Monday, May 10, 2010

Last chance



My students received their last batch of pen pal letters today.

"This is your last chance," I told them. "Think hard about what you want to write."

My students were surprised that we would not continue writing letters next year. I broke the news that I was only teaching at their school for this year. After that, there would be a different foreign teacher.

"No!" they cried. "Too soon!"

One of my students wrote to her pen pal, "Tell you bad news. My oral English teacher Jolie will leave. So we also keep in touch by ourselves. When I heard that, I'm very sad."

I was touched, and it occurred to me that these last few weeks would be my last chance too. I must make the most of the remaining classes with my students.
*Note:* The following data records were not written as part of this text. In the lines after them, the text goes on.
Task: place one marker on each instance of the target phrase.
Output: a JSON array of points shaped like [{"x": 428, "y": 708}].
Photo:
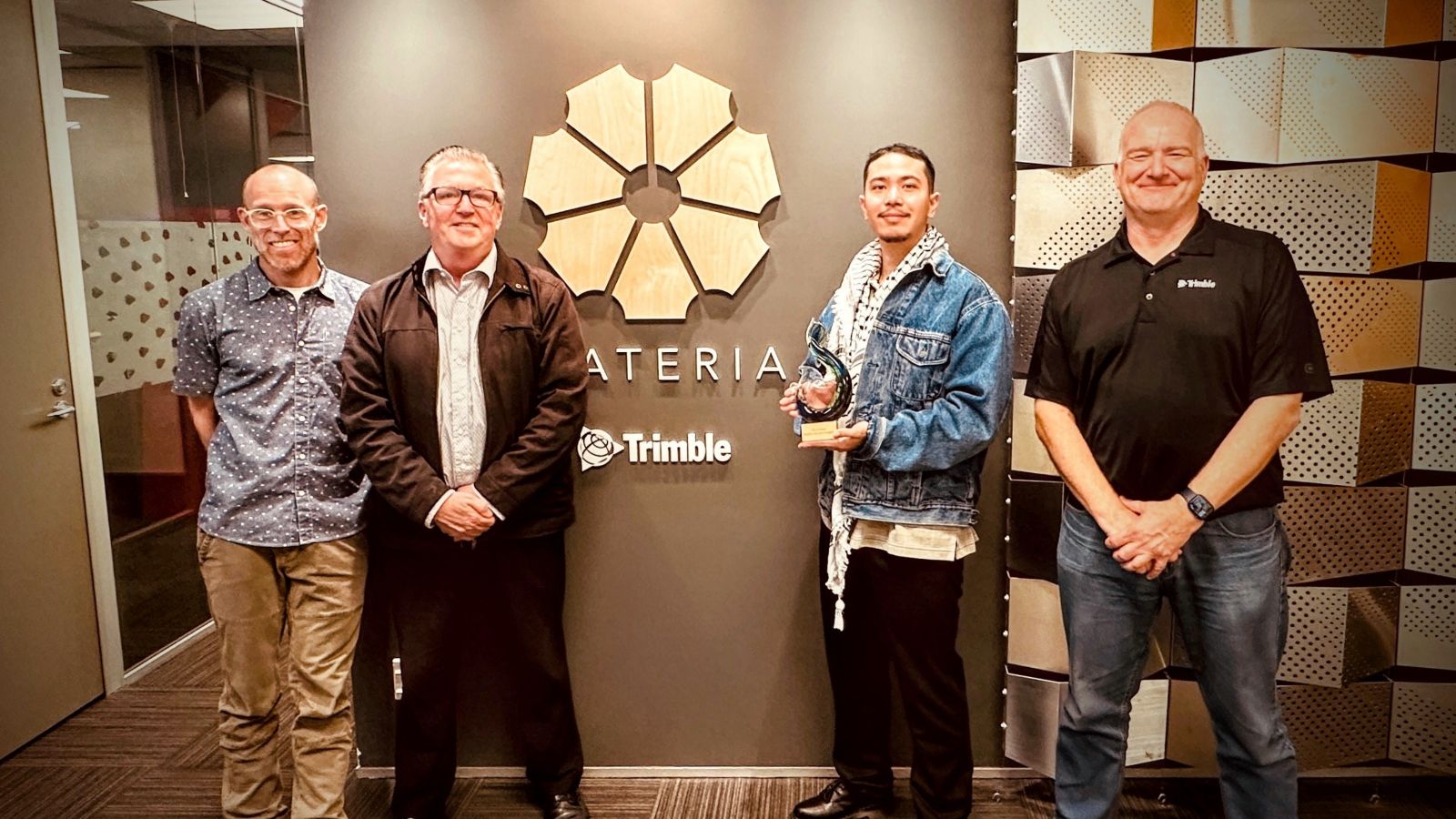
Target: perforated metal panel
[
  {"x": 1443, "y": 217},
  {"x": 1427, "y": 627},
  {"x": 1318, "y": 24},
  {"x": 1423, "y": 724},
  {"x": 1026, "y": 450},
  {"x": 1098, "y": 94},
  {"x": 1030, "y": 293},
  {"x": 1439, "y": 324},
  {"x": 1063, "y": 213},
  {"x": 1337, "y": 726},
  {"x": 1434, "y": 445},
  {"x": 1343, "y": 532},
  {"x": 1033, "y": 705},
  {"x": 1431, "y": 531},
  {"x": 1339, "y": 636},
  {"x": 1116, "y": 25},
  {"x": 1299, "y": 106},
  {"x": 1353, "y": 436}
]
It's strange. The first few months of coming to the school seemed to drag on interminably, but the last few have rushed by me. I've barely been able to stop and really absorb that this experience will almost be over.

Lately, I've pondered one question: Have I done enough? My self-evaluation depends on the day. On bad days, I am reminded of some students who still can barely read a simple sentence or say a greeting to me. I wonder if I have made any difference.

On most days I know I have had some impact, even if the results of my teaching are not so tangible as a grade. At the same time that there are students who seem to be stagnant in their English learning, I see others bloom. I notice them take the initiative to speak to me in English, whereas last semester they hung back or only used Chinese. And instead of pausing every few words when reading sentences, they push ahead. I notice less fear.

I've learned in my own life that the biggest obstacle to anything is your own self. Lack of confidence can be crippling, and I don't want that to be the reason my students don't succeed. I have my one year to show them it's possible they speak English, and then it's in the hands of the next volunteer.